You know when you go to a car dealer and they say the one particular car you're looking at has "had only one careful lady owner", what they really mean is it's been owned by five boy racers, a bus driver, and a DIY freak who rewired it for a bet. In fact the last car I bought was described as a "demonstrator that the Managing Director uses occasionally". Yet, when the vehicle registration documents arrived a week later, it turned out to have had two previous owners. Luckily for the dealer, they are 350 miles away so I never got round to going back to complain.

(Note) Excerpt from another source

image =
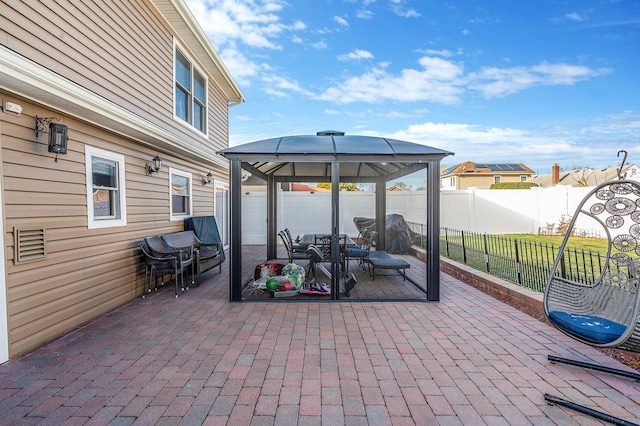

Anyway, it was looking like time to change cars again, before I had to pay for new tyres, brakes, and whatever else was due to fall off, and I decided that this time I was going to have a brand new car - one with zero miles on the clock and that still smells like the factory. After visiting what seemed like every local dealer, I finally settled on a nice white and relatively sporty one that meets all the increasingly burdensome emission and fuel consumption regulations of the People's Republic of Europe.
Well, actually the decision was my wife's. She instantly made friends with a rather petite and attractive young lady sales executive, and insisted that I buy a car from her. Now I would have preferred to have dealt with some seasoned guy in a grubby sports jacket, so that we could have a good battle over the price and freebies, but this argument held no sway with my wife. In fact, I was told in no uncertain terms that "I had to let that nice Amy sell me a car..."
So when we met her again a few days later for lunch (part of their superb after-sales service I guess), you can imagine that I was quite surprised to hear that her last job was as a warder in a local men's jail. Of course, as is always the case, it turned out that she and my wife have friends in common. I always say that I reckon my wife knows everybody - we've met people she knows in Las Vegas, Denver, Nice, Munich, and most towns of England - so I guess I shouldn't be surprised.
What's really amazing, however, is the whiz-bang, all-singing, all-dancing gadgetry they put into cars these days. I know that we bought something rather nearer the top of the range than an economy model, but I reckon there's more computing power in there than on my desk. LCD displays, sat-nav, Bluetooth, automatic everything, and only a couple of knobs to twiddle with on the dashboard - one of which seems, after a while, to start the engine.
Most incredible of all, however, is that one of the models I road-tested actually responded to voice commands. I've experimented over the years with software that supposedly lets you talk to your PC, and never had much success. Dictated documents might as well be written in Klingon for all the sense they make afterwards, and every command results in it deleting the document or emailing it to somebody in Australia. Yet, this thing seemed to understand anything and everything you said, even with the radio on, and even at 80 miles per hour. On the odd occasion it didn't, it said very politely "I'm sorry, I didn't understand that, please say it again". Still, they tell me that all the commands are listed in the handbook, which devotes only the first three pages to the useful stuff like where the steering wheel is and what the pedals on the floor do. The other 300 or so pages describe the car's electronic management systems and automatic features.
On the subject of documentation (and I guess where I was going with this), the handbook for my new motor is perfect. Well organized, accurate, comprehensive, and even has useful pictures. I wonder how long before the release date they "code freeze" the car's operating system to let the doc team create the "guidance", and if they use agile development to create the software in the first place. My guess is that they outsource it all, that it runs Microsoft Embedded, and it would be nice to think they get 100% code coverage in testing. Having the whole O/S throw a wobbly at speed on a motorway could be an interesting experience.
Meanwhile, there's the constant nagging doubt that any computer geek will recognize. When will it suddenly go wrong? Do I have to install fixes and patches every month? Will it be compatible with CDs by both the Arctic Monkeys and Wishbone Ash? Where do I look for the reset button? I suppose they just plug the car into an even bigger computer when something does go wrong, and ask it the question of fuel pump pressure, the meaning of sat-nav, and everything. Knowing my luck, the answer will be 42.